Answering data science interview questions: one of the trickiest obstacles you will have to overcome in your quest to become a data scientist!
It might calm your nerves to know that almost every job seeker struggles. That’s because data science interview questions cover a bunch of different topics (data science is an interdisciplinary field, after all) and those cheeky interviewers love to throw you the odd curveball.
The first step to hitting those curveballs out of the park is to see them coming, and to see them coming you’ve got to be confident about the rest of your game.
So, you must do your homework!

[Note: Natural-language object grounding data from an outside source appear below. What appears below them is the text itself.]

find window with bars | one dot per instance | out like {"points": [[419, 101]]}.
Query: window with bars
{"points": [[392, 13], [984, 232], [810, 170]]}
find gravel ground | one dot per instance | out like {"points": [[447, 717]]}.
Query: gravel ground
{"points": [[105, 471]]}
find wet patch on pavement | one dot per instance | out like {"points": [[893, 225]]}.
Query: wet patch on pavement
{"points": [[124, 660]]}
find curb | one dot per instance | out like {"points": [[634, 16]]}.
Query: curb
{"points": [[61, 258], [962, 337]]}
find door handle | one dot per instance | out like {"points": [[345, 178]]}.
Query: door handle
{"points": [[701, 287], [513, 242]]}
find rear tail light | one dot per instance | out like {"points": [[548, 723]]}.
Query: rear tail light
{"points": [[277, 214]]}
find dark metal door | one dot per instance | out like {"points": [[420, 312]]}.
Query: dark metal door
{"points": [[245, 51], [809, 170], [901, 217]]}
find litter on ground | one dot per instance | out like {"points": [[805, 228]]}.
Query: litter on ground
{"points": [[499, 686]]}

An interviewer can spot someone who hasn’t from a mile away, but you wouldn’t be here if you didn’t know that already though, would you?

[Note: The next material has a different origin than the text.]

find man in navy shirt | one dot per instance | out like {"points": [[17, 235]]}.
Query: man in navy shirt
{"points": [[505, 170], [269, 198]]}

There are plenty of articles out there that will give you all the example answers you could hope for and yes, technical questions will come up (so, it’s worth brushing up on the details). But to remember one hundred-odd different examples would only serve to confuse you more, plus what if a question comes up you didn’t study for?
We want to take you through the interview typology. Show you what data science interview questions are made of and what the interviewers are looking for. Each section will include tips and strategies on how to best approach a question in a logical way, and what do data scientists love? That’s right…
The money!… O.K, the logic!
Data scientists go crazy over logic, so it makes sense for you to comprehend the underlying principles, rather than to repeat someone else’s words.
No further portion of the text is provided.